The ratepayers for Virginia utility Dominion Energy will soon be on the hook for a controversial offshore wind project that the public utilities commission was unable to oppose. The commission was able to insert a performance guarantee requirement, but due to requirements of both the state’s commitment to 100 percent renewable energy by 2050 and the state’s membership in the Regional Greenhouse Gas Initiative (RGGI), which were both codified by the Clean Economy Act passed in March of 2020, the commission lacks the ability to protect the state’s energy consumers from the costly project.
The renewables target commits the state to building renewable energy infrastructure, while RGGI membership makes carbon-emitting energy in the state more expensive, raising costs for consumers in the state.
The commission had little choice but to approve the project despite cost concerns, but a cost guarantee requirement was put in place to insulate ratepayers from cost overruns followed by cost recovery measures on the part of Dominion. Ratepayers will also be protected from any drops in production below the stated 42 percent capacity factor for the project.
Dominion Chairman Robert Blue said that the cost guarantee was “untenable”, but being beholden to the cost claims that are made at the beginning of a project that’s already projected to come with a 9.8 billion price tag seems like a reasonable requirement for the utility.
It is good that the commission has taken these steps to protect customers, but too much government meddling in energy markets has created an environment in which suboptimal decision-making is subsidized, obfuscating which projects are prudent, and which are not.
The Regional Greenhouse Gas Initiative is a multi-state cap and trade program wherein participating states are responsible for holding auctions wherein electricity producers must purchase credits in order to continue their operations. The money spent on credits is then used for programs for things like retrofitting old buildings, greenhouse gas emissions abatement, renewable energy investments, and bill assistance for low-income households.

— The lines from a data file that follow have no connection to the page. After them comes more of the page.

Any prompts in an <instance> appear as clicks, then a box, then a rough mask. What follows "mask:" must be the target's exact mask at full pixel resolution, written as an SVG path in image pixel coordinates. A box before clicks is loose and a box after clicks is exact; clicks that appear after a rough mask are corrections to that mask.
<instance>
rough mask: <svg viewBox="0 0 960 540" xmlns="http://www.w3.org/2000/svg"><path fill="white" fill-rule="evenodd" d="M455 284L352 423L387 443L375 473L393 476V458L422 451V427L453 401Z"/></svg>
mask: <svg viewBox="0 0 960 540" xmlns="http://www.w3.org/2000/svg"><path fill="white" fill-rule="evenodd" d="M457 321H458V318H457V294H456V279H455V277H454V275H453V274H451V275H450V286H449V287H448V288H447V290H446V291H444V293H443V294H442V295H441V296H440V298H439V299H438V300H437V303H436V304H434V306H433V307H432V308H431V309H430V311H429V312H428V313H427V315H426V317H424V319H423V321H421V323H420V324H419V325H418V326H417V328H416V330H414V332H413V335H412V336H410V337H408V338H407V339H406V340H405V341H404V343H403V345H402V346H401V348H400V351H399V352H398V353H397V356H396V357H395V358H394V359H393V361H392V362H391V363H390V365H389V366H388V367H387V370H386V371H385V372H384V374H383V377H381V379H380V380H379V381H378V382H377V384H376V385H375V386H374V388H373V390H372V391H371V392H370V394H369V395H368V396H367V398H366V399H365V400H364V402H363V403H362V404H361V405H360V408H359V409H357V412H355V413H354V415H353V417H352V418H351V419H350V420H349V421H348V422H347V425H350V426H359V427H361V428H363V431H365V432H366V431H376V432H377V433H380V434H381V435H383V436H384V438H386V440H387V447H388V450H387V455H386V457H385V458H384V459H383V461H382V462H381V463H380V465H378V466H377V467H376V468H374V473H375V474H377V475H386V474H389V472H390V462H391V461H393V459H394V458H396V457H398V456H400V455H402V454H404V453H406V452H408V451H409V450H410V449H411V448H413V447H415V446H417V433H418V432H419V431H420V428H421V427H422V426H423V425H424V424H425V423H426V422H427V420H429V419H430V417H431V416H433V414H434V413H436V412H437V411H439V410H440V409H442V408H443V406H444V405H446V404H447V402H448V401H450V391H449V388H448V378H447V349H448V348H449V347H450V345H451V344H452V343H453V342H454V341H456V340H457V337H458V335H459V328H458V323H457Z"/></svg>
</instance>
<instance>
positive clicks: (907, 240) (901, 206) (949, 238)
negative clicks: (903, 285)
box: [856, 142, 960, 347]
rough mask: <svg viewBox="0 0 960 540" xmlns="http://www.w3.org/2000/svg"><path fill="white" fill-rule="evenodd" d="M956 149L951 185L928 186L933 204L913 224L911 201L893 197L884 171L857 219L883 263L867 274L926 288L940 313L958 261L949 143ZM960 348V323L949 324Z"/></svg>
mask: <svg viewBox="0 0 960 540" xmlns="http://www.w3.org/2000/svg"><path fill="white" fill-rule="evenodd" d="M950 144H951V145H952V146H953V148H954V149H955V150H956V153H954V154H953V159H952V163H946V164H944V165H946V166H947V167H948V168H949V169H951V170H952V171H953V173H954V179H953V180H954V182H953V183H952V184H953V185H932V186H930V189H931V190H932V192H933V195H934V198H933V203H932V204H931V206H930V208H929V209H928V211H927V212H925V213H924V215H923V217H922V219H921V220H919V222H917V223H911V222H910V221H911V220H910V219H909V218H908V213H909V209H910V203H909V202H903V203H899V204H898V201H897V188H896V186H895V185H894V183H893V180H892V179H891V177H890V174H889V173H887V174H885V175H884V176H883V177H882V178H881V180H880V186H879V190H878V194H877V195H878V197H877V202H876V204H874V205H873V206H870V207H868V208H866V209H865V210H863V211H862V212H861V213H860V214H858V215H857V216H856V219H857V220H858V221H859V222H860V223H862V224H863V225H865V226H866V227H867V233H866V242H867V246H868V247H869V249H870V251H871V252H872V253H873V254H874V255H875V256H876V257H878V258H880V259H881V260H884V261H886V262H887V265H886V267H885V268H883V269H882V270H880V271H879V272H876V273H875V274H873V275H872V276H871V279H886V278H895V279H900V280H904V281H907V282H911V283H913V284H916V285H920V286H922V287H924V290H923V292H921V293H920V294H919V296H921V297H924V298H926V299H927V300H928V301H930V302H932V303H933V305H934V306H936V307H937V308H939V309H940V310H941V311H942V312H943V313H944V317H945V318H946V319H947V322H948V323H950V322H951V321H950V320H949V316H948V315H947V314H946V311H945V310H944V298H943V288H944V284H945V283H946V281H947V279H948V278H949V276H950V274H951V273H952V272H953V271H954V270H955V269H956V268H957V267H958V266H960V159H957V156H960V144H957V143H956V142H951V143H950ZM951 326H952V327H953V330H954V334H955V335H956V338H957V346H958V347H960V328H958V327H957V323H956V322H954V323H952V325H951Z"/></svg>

There are currently 12 member states in the program, after Pennsylvania joined earlier this year, most of which are in the northeast. There is still contention over the policy in Pennsylvania, with enforcement of the regulation paused until a trial this fall.
But Pennsylvania isn’t the only state second guessing its role in RGGI. Following his inauguration in January, Governor Youngkin signed an executive order to begin the process of removing the state from RGGI by requiring a review by the Department of Environmental Quality to reevaluate the costs of the program for Virginia ratepayers and take the initial steps necessary to remove the state from the program. The order also stated the Governor’s intent to withdraw Virginia from RGGI either through legislative or executive action.
The review was put out in March, and its findings reveal the impact of RGGI in Virginia have largely been felt in the form of ratepayer costs rather than in emissions reductions.
One of the key findings was that, “because of the captive nature of their ratepayers, the ability for power-generators to fully pass on costs to consumers, and the fact that the Code of Virginia dedicates RGGI proceeds to grants programs, participation in RGGI is in effect a direct carbon tax on all households and businesses”. The idea that this is a cost paid by energy producers alone is a fantasy, this sort of fee is almost always ultimately passed down to the end-user or customer. RGGI is at its core essentially a carbon tax by another name.
The review also highlights that Virginia saw a more than a 50 percent decrease in greenhouse gas emissions during the 10 years prior to the state’s entrance into RGGI.
Amid the findings of this review, as well as in light of already high energy prices, an exit from RGGI would be a prudent move on the part of the Virginia government.